WARTA HUMAS POLRI

Wakapolda Kaltim Tinjau Penanganan Insiden Kapal Feri Miring di Pelabuhan Semayang Balikpapan


Balikpapan — Wakapolda Kalimantan Timur Brigjen Pol. Adrianto Jossy Kusumo, S.H., M.Han., didampingi Kapolresta Balikpapan Kombes Pol. Jerrold Hendra Yosef Kumontoy, S.I.K., M.Si., meninjau langsung penanganan insiden kapal feri yang mengalami kemiringan di Pelabuhan Semayang, Kota Balikpapan, Selasa (27/01/2026).

Insiden terjadi pada KM Dharma Kartika IX rute Parepare–Balikpapan ketika kapal sandar sekitar pukul 05.45 Wita. Pada pukul 06.15 Wita, saat ramp door sisi kanan dibuka untuk proses debarkasi kendaraan, sebuah truk dengan muatan berat terguling sehingga menyebabkan kapal miring ke kanan dan diikuti tergulingnya sejumlah kendaraan pada area car deck.

Akibat kejadian tersebut, penumpang yang berada di area car deck tertimpa kendaraan, mengakibatkan korban luka hingga korban meninggal dunia. Proses debarkasi dan bongkar muat sempat dihentikan untuk memastikan keselamatan petugas dan penumpang.

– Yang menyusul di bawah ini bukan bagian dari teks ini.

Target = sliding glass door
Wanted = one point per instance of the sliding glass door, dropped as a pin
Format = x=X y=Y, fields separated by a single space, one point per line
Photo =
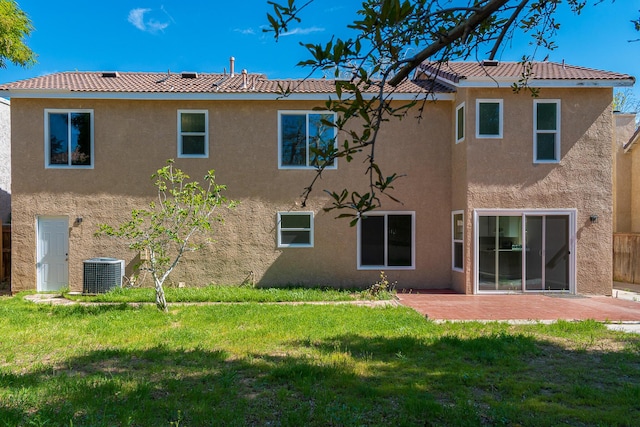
x=547 y=254
x=519 y=251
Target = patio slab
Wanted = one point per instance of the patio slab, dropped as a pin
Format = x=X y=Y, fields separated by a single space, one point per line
x=519 y=307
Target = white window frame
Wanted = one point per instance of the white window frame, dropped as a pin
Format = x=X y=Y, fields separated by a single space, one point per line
x=459 y=138
x=306 y=113
x=556 y=132
x=47 y=142
x=386 y=215
x=280 y=229
x=500 y=113
x=454 y=240
x=205 y=134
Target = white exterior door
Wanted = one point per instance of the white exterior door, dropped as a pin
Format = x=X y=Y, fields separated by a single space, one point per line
x=53 y=253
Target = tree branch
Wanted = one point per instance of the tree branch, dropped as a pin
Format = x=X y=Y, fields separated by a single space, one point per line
x=458 y=32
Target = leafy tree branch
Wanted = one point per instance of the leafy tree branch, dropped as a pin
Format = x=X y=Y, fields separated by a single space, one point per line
x=372 y=66
x=168 y=229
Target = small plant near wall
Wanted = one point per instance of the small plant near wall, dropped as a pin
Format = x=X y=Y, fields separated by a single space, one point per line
x=172 y=225
x=381 y=286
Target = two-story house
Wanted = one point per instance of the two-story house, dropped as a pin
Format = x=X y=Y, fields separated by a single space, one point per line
x=502 y=191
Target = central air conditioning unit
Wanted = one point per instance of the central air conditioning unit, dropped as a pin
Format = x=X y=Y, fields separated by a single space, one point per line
x=102 y=274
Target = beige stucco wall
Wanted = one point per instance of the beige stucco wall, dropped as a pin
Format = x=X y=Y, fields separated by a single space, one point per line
x=5 y=160
x=501 y=173
x=134 y=138
x=459 y=188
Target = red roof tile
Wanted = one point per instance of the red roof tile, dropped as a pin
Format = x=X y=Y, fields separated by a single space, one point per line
x=176 y=83
x=457 y=71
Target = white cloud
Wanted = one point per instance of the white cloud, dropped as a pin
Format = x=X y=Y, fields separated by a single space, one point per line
x=245 y=31
x=137 y=19
x=302 y=31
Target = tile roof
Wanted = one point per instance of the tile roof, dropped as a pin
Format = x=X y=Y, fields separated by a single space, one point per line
x=457 y=71
x=126 y=82
x=437 y=78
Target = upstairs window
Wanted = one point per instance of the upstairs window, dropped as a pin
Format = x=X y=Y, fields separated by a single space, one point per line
x=193 y=133
x=546 y=125
x=303 y=139
x=386 y=240
x=295 y=229
x=460 y=123
x=68 y=138
x=489 y=118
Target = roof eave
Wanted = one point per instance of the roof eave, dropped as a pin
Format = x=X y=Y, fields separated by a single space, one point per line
x=204 y=96
x=556 y=83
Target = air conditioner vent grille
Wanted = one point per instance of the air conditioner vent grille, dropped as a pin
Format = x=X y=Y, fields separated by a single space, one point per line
x=101 y=275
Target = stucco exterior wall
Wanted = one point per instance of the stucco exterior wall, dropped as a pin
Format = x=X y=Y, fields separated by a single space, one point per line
x=5 y=160
x=134 y=138
x=501 y=173
x=460 y=279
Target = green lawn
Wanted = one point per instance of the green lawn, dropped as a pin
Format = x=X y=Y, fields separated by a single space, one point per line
x=314 y=365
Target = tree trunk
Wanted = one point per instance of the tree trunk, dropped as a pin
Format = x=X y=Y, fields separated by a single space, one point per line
x=161 y=301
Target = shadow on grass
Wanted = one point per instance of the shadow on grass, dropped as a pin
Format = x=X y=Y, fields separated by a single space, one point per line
x=350 y=379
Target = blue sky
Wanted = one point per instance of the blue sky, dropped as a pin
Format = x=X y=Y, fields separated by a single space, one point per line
x=199 y=35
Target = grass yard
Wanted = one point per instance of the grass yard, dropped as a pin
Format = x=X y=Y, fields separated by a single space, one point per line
x=314 y=365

Merespons kejadian tersebut, personel gabungan TNI–Polri, Basarnas, serta pihak pelabuhan dan instansi terkait segera melakukan upaya penanganan. Bongkar muat darurat dilaksanakan guna mengurangi beban kapal dan menstabilkan kondisi sebelum proses evakuasi korban dimulai.

Polda Kaltim mengerahkan personel dari Direktorat Samapta dan Satuan Brimob untuk membantu evakuasi, pengamanan serta sterilisasi area pelabuhan guna mencegah risiko lanjutan. Petugas juga memastikan tidak ada penumpang yang terjebak di dalam kapal dan seluruh korban dapat dievakuasi dengan aman.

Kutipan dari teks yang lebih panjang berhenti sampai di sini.